Hacker News new | ask | show | jobs
by toby 4456 days ago
Exactly, I'd be curious to see something that gives business analysts the interactivity of something like Excel but has ways to avoid the rigid, interlinked-sheets with ridiculous formulas that seem to be inevitable in a large model.
3 comments

I have dreamed of a similar thing for a long time...

When I worked in a (science research) lab, we had a few Excel files we passed around for performing various calculations. These were great in that my non-computer-fluent boss could use them (and even contribute). There were a few input boxes to fill out which were run through some calculations, and the answer spit out.

Pros:

* Single file

* Everyone has Excel installed on desktop

* Accessible. Even if you're not an Excel wizard, you can see and edit the basic formulas.

Cons:

* Rigid grid (Any documentation, notes, etc. must fit into the grid)

* Formulas are hidden, when you might want to highlight the most critical ones

* If you want to calculate intermediate results (which you do, to prevent very long formulas that are hard to read), you've got to plop them in some cells

* No meaningful variable names, A10:A55 what?

Excel is so entrenched, it'd probably be difficult for a slight improvement to gain any traction, but it would have made my life a heck of a lot easier.

And I'm by no means an Excel wizard, so there's a good chance that some of the Cons above can already be avoided... But I still want some kind of hybrid of LabVIEW and Excel.

Have you seen or tried slate[1] btw, and does it mitigate any of the cons you mention? I've only seen the demos for it and not tried it, so I don't know if it would be useful in practice.

[1]:https://www.useslate.com/

I've not heard of slate before. Glancing at the front page, it looks very interesting.
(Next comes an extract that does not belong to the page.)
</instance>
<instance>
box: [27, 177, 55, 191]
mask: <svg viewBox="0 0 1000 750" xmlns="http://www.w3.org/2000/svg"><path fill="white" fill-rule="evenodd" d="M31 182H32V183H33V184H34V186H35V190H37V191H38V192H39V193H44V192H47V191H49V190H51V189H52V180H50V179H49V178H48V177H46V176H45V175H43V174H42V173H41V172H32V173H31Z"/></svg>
I'll definitely take a closer look, thank you.
Lotus Improv and Apple's descendant of it have a better model IMHO. At the very least making formulas a top level construct avoids countless "oops I accidentally updated that cell" errors. But the locked in value effect of Excel is enormous.
Functional Reactive Programming has some interesting parallels, though pointing to an FRP package is clearly not a complete solution.